Technically speaking, an algorithm is a codified procedure to transform an input into an output, “but as we have embraced computational tools as our primary media of expression, and have made all information digital, we are subjecting human discourse and knowledge to these procedural logics that undergird all computation. And there are specific implications when we use algorithms to select what is most relevant from a corpus of data composed of traces of our activities, preferences, and expressions”. Gillispie (2014, 167–168) has considered algorithms that manage information not only as codes lines but also as “new knowledge logic”, and he has identified different characteristics of their unprecedented “public relevance”. Their public relevance includes the choice about what to include or exclude in the preparation of data; the implications of the attempts to know and predict algorithms’ users; the criteria by which what is relevant is determined; the “algorithmic objectivity”, that is to say how to position the algorithm in the face of controversy as an assurance of impartiality due to its technical character; the reshaping of users’ practices in response to the algorithms they depend on; and the production of “calculated publics”.

The expression “data deluge” was created within the Human Genome Project at the beginning of the 1990s to indicate the enormous quantity of data that molecular biology was starting to deal with. In most recent years, data deluge is overwhelming even the work of social scientists.
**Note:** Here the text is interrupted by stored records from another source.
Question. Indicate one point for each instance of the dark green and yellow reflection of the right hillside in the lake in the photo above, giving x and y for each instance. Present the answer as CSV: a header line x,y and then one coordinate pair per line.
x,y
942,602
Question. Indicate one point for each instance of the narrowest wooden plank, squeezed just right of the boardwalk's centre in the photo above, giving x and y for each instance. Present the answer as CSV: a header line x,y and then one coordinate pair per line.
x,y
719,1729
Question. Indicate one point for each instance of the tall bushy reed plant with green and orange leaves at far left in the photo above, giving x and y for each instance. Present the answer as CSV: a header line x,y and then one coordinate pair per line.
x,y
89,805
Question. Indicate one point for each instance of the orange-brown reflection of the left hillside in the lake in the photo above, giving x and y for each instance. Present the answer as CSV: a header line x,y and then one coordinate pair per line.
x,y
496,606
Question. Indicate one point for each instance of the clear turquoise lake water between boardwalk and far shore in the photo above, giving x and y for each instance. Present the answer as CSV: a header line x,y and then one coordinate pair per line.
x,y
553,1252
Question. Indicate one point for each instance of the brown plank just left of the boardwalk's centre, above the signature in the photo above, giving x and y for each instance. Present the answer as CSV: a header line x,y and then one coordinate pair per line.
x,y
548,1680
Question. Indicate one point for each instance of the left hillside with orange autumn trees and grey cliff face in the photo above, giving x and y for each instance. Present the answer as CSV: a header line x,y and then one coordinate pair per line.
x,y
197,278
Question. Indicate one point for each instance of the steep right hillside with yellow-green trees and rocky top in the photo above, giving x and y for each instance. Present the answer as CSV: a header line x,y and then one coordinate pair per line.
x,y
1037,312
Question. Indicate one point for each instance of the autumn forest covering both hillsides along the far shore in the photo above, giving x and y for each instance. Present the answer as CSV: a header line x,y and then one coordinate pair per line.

The increasing availability of Big Data for research (in private or public institutions) and the design of interventions (from marketing to public administration) have divided researchers into two opposite sides: on the one hand, the sceptics, who fundamentally question the legitimacy of the use of such data on the basis of privacy issues and other ethical concerns and on the other hand, the enthusiasts, who focus on the transformational impact of having more information than ever before (Gonzáles-Bailón 2013, 148).

As argued in Nature (2007, 637–638), “For a certain sort of social scientist, the traffic patterns of millions of e-mails look like manna from heaven. Such data sets allow them to map formal and informal networks and pecking orders, to see how interactions affect an organization’s function, and to watch these elements evolve over time. They are emblematic of the vast amounts of structured information opening up new ways to study communities and societies. Such research could provide much-needed insight into some of the most pressing issues of our day, from the functioning of religious fundamentalism to the way behaviour influences epidemics […] But for such research to flourish, it must engender that which it seeks to describe […] Any data on human subjects inevitably raise privacy issues, and the real risks of abuse of such data are difficult to quantify”.

However, even the enthusiasts have divided into two groups. As the availability of big quantities of data has grown, researchers have engaged in a debate about the opposition between hypothesis-driven research and data-driven research. They first believe that Big Data will radically change the way in which we make sense of the world: the data speak for themselves, and theoretical interpretative models are not necessary. The main argument of those who proclaim the “end of theory” (Anderson 2008) is that the most measured and recorded age in history demands a different approach to data: in other words, being able to track human behaviour with unprecedented fidelity and precision is more powerful than imperfect models of why people behave the way they do. Alternatively, there are those who believe the exact opposite: that theory and interpretation are more necessary than ever before if we are to find the appropriate layer of information, to disentangle signal from noise, to identify meaningful correlations, and to discard those that are unsubstantial (Gonzáles-Bailón 2013, 148).

In the “avalanche of numbers” published at the beginning of the nineteenth century, the first sociologists recognized mass regularities in order to identify laws of human behaviour. Nowadays, the availability of Big Data paves the way to new epistemological challenges. Will the new data revolution lead to a new paradigm in Sociology?